Ingredients
Units
Scale
Blueberry Sauce
- 6 oz fresh or frozen blueberries
- 1/4 cup honey
- 1 tsp cornstarch + water
Ice Cream
- 1 14oz can sweetened condensed milk
- 2 cups heavy whipping cream
- 2 tsp vanilla extract
- 4 broken graham crackers
Instructions
Blueberry Sauce
- Place blueberries + honey in a heavy bottomed pot.
- Place on medium high heat and let honey melt and blueberries soften, about 10 minutes.
- Place cornstarch + a splash of water in a small bowl to create a slurry.
- Add slurry to the blueberry mixture and remove from heat to thicken.
- Let cool.
Ice Cream
- Place sweetened condensed milk in a large bowl.
- Add in your vanilla extract.
- With a hand-mixer or your KitchenAid fitted with whisk, beat 2 cups of cold heavy whipping cream to stiff peaks, 3-4 minutes.

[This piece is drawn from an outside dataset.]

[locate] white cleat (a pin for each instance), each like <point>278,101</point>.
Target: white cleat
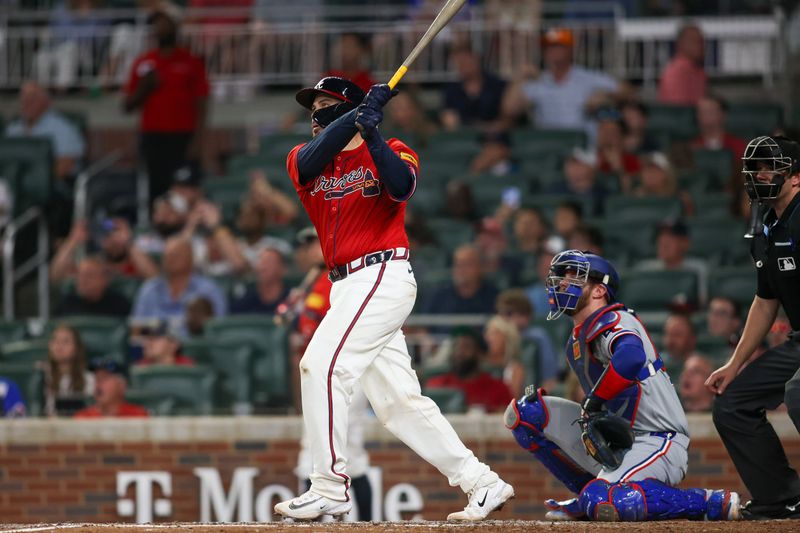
<point>310,506</point>
<point>483,501</point>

- One spoonful at a time, fold whipped cream into condensed milk.
- Be gentle and don't over mix, you want the mixture to stay light and fluffy.

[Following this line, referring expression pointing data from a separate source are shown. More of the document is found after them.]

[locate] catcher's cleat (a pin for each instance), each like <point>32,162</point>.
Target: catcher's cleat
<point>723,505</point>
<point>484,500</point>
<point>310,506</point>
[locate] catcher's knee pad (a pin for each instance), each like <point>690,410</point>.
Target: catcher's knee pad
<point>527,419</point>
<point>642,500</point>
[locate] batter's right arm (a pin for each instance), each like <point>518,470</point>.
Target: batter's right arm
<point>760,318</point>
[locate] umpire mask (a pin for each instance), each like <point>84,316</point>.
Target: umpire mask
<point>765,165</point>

- At this point, fold in your broken bits of graham crackers.
- With your 8" loaf pan layer 1/3 of your ice cream mixture on the bottom.
- Place a few spoonfuls of your blueberry mixture on top and swirl with a toothpick.
- Place another layer of whipped ice cream.
- Another layer of swirled blueberry.
- Finally, top with final layer of whipped ice cream.
- Place a sheet of waxed paper on top and place in freezer for at least 6 hours.
- Remove after frozen solid, scoop and enjoy!
Notes
**Feel free to try different mix-ins to make this your own version.